La coronarographie met en évidence une occlusion distale du tronc commun (TC) de la coronaire gauche, discrètement calcifiée, sans collatéralité visible (classe Rentrop 0) à partir de la coronaire droite normale et dominante (figure 1A et B). L’angioplastie ad hoc est réalisée sous tirofiban, après imprégnation en prasugrel et aspirine, avec la mise en place d’un stent dans le tronc commun couvrant l’interventriculaire antérieure (IVA) proximale et l’ouverture des mailles vers la circonflexe par un ballon (technique POT-side-Re-POT) (figures 2 à 5). Le résultat est considéré comme satisfaisant avec en particulier un flux « quasiment » TIMI 3 dans les deux vaisseaux (figure 6).
L’évolution est marquée par l’installation d’un tableau d’insuffisance cardiaque aiguë avec une fraction d’éjection (FE) stabilisée à 25 % du fait d’une akinésie antérieure, latérale et apicale avec des signes échographiques de bas débit ventriculaire gauche. Plusieurs épisodes d’œdème aigu pulmonaire vont survenir, régressifs sous traitement non invasif (ventilation en pression positive continue), mais sans choc cardiogénique, la pression artérielle oscillant autour de 100 mmHg sans signe de souffrance ischémique d’organe, permettant l’introduction progressive d’un bêtabloquant, d’un inhibiteur des récepteurs de l’angiotensine II, de diurétiques de l’anse, d’un antagoniste sélectif des récepteurs de l’aldostérone (éplérénone).
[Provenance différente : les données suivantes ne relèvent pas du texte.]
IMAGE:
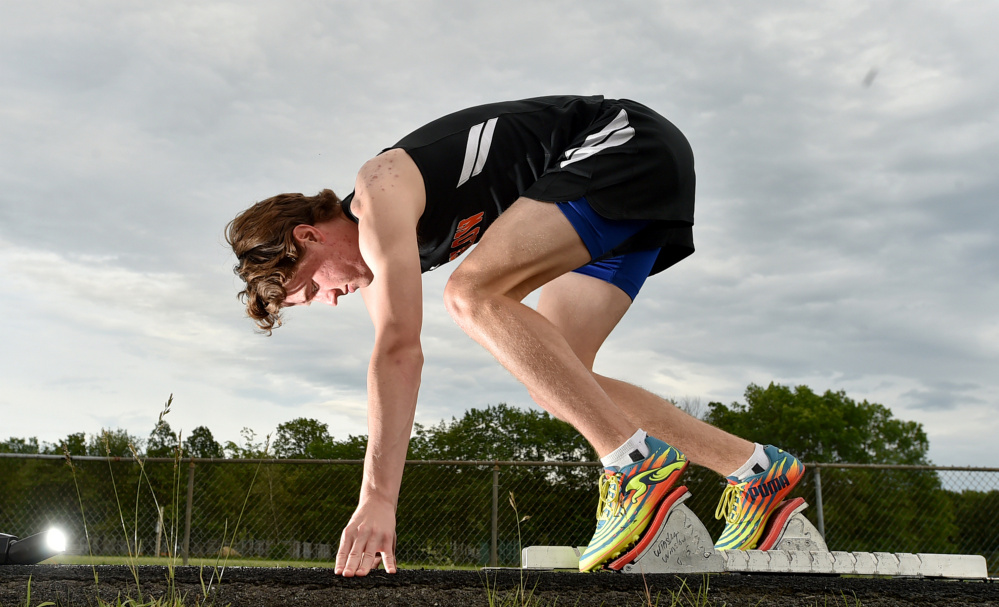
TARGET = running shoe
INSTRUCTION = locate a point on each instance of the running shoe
(746, 505)
(628, 500)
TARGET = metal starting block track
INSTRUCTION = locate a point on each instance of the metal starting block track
(677, 542)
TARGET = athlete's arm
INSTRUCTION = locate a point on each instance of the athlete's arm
(388, 200)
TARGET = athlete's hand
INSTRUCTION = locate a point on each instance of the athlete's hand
(368, 537)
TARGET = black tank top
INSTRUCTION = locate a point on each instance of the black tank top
(476, 162)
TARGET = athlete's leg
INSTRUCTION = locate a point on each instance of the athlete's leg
(529, 245)
(585, 310)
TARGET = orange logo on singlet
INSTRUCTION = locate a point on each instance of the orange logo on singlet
(465, 236)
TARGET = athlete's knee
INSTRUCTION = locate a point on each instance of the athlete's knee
(463, 297)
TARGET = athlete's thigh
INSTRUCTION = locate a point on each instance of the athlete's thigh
(530, 244)
(585, 310)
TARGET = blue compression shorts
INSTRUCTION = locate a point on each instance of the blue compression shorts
(627, 272)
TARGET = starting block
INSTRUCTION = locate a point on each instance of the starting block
(677, 542)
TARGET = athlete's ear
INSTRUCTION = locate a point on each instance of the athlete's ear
(304, 233)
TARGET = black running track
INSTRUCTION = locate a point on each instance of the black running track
(72, 585)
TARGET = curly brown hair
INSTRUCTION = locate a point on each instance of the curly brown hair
(262, 239)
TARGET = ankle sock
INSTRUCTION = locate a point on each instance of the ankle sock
(633, 450)
(757, 463)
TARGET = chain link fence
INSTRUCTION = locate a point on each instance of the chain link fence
(451, 513)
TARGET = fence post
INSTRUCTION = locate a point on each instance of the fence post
(818, 502)
(187, 515)
(493, 552)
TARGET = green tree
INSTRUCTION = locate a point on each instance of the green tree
(20, 445)
(822, 428)
(114, 443)
(162, 442)
(74, 444)
(866, 509)
(501, 432)
(251, 448)
(302, 438)
(201, 443)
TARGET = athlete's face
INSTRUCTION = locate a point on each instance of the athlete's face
(331, 266)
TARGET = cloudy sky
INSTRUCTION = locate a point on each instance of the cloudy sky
(846, 222)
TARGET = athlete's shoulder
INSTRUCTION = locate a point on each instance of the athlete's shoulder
(534, 109)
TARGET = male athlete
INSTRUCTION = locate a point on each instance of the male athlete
(583, 197)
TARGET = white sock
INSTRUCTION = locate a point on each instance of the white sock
(757, 463)
(633, 450)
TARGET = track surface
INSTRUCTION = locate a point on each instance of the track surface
(72, 585)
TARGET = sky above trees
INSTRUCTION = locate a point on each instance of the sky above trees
(845, 215)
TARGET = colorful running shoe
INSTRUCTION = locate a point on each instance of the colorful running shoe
(628, 500)
(746, 505)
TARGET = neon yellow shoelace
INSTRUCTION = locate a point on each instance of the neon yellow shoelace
(610, 491)
(728, 507)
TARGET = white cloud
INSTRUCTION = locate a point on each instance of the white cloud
(845, 233)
Un système de défibrillateur cardiaque externe, type LifeVestTM (figure 7) est installé de manière prophylactique. Aucun épisode de trouble du rythme ventriculaire ne sera détecté sur le monitoring continu et a fortiori aucun choc électrique ne sera déclenché.
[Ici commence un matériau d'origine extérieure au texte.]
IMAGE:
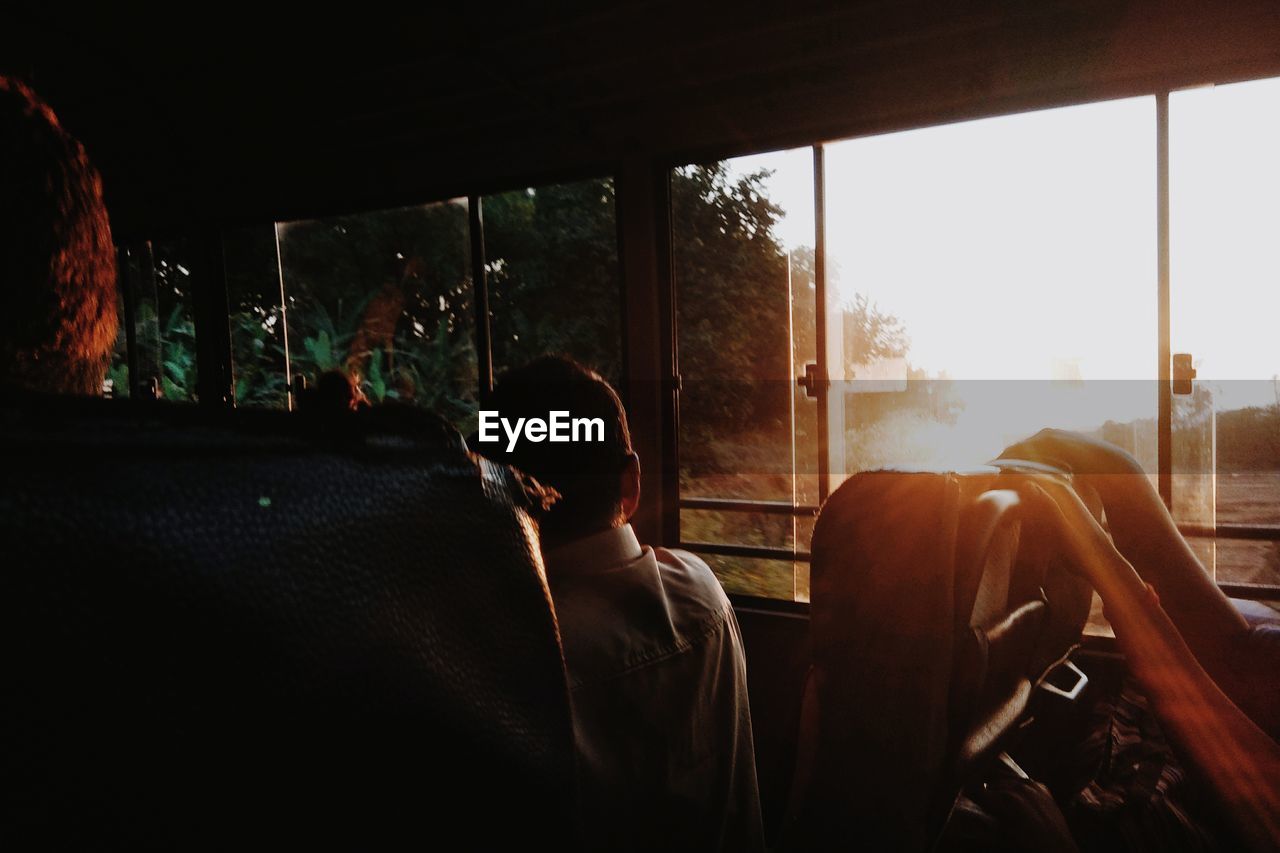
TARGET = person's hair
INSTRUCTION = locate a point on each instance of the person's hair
(333, 392)
(585, 474)
(58, 315)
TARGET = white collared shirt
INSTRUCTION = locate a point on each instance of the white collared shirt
(658, 688)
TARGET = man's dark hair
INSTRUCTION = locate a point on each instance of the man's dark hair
(586, 474)
(58, 318)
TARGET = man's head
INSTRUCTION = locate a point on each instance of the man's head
(58, 316)
(599, 482)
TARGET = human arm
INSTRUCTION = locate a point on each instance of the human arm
(1237, 760)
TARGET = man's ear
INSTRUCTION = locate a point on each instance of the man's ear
(630, 487)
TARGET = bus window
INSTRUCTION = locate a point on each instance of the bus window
(552, 272)
(1224, 302)
(256, 316)
(385, 297)
(743, 251)
(160, 290)
(1008, 269)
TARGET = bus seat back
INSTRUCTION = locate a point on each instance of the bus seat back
(247, 632)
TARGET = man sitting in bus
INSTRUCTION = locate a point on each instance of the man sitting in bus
(58, 320)
(653, 651)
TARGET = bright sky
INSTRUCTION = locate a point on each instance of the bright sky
(1024, 246)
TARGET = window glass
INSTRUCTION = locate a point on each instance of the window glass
(117, 382)
(743, 251)
(159, 277)
(552, 268)
(1224, 146)
(256, 318)
(385, 297)
(996, 277)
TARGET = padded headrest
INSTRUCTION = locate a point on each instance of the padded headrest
(260, 630)
(927, 639)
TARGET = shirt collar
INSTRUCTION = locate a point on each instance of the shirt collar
(597, 551)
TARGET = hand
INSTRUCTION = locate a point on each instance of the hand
(1134, 510)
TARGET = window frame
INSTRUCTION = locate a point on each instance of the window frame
(1164, 377)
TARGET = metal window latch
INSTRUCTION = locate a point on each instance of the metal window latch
(1183, 373)
(812, 381)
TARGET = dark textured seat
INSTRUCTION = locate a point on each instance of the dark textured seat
(935, 615)
(259, 630)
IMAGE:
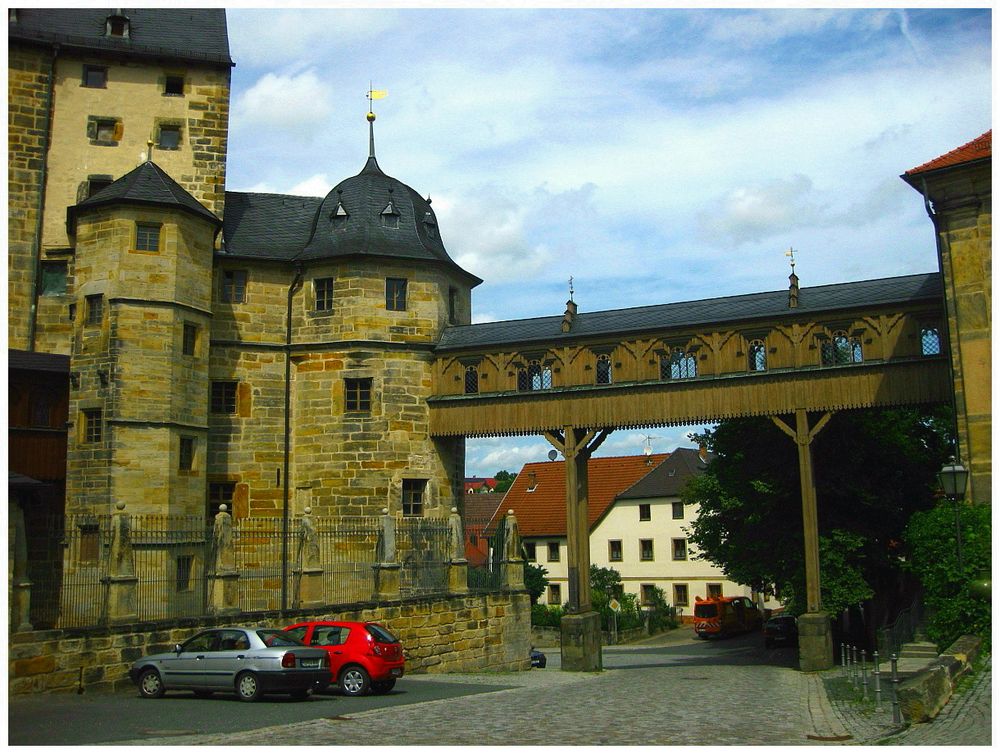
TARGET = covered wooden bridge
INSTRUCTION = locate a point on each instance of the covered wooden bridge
(794, 355)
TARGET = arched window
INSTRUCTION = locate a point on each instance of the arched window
(841, 350)
(604, 376)
(534, 377)
(930, 341)
(757, 356)
(472, 379)
(678, 365)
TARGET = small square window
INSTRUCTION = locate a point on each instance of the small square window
(93, 425)
(190, 339)
(645, 549)
(220, 493)
(680, 549)
(147, 237)
(413, 497)
(358, 394)
(170, 137)
(186, 457)
(95, 76)
(324, 294)
(680, 595)
(555, 594)
(174, 86)
(234, 286)
(395, 294)
(615, 550)
(95, 310)
(54, 278)
(223, 398)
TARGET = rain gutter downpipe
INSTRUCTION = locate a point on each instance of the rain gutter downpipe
(296, 284)
(39, 215)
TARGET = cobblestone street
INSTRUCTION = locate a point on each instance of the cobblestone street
(672, 691)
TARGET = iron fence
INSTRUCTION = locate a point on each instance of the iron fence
(171, 563)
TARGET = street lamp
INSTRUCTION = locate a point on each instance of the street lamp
(953, 478)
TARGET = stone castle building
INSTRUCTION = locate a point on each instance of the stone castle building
(264, 351)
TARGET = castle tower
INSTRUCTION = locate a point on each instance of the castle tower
(139, 363)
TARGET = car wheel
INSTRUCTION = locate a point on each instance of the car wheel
(354, 681)
(248, 687)
(150, 684)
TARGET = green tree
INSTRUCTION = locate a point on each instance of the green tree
(873, 470)
(504, 480)
(954, 605)
(535, 580)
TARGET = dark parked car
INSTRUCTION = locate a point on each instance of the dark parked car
(537, 658)
(363, 657)
(248, 661)
(782, 629)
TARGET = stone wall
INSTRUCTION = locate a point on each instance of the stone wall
(470, 633)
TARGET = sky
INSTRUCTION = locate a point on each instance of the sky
(653, 155)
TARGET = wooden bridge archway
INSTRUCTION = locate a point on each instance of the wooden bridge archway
(795, 356)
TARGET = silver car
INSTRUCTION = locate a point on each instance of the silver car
(249, 661)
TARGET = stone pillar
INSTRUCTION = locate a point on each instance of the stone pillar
(513, 562)
(222, 573)
(20, 609)
(458, 567)
(121, 600)
(308, 572)
(815, 633)
(387, 568)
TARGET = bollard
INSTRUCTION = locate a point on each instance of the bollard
(878, 682)
(864, 676)
(897, 718)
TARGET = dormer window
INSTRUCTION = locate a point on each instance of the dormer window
(339, 217)
(117, 25)
(390, 217)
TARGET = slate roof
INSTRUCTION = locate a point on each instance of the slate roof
(742, 308)
(669, 478)
(980, 148)
(189, 34)
(147, 184)
(295, 228)
(37, 361)
(542, 512)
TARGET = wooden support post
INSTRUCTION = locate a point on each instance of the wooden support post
(815, 637)
(581, 628)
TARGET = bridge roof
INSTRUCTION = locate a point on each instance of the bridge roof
(743, 308)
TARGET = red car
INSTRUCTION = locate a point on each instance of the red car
(364, 657)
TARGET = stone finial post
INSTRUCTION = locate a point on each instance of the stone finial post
(222, 573)
(386, 567)
(122, 582)
(308, 572)
(513, 563)
(458, 568)
(20, 583)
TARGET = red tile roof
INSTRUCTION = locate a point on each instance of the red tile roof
(978, 149)
(543, 512)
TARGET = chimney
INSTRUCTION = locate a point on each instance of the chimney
(569, 316)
Devant ce tableau d’IDM classe Killip-Kimball 3 persistant, un bilan de transplantation cardiaque est engagé, au cours duquel un tuberculome pulmonaire est diagnostiqué (quadrithérapie anti-BK instaurée pour 6 mois). Le patient sort au 30e jour, sous bithérapie antiagrégante vers une unité de réhabilitation cardiaque. À aucun moment, au cours de la période d’hospitalisation, l’utilisation d’une amine vasopressive (type dobutamine), la mise en place d’un ballon de contre-pulsion intraaortique (CPBIA) ou d’un système mécanique temporaire d’assistance circulatoire (type Impella ou ECMO) ne seront requises.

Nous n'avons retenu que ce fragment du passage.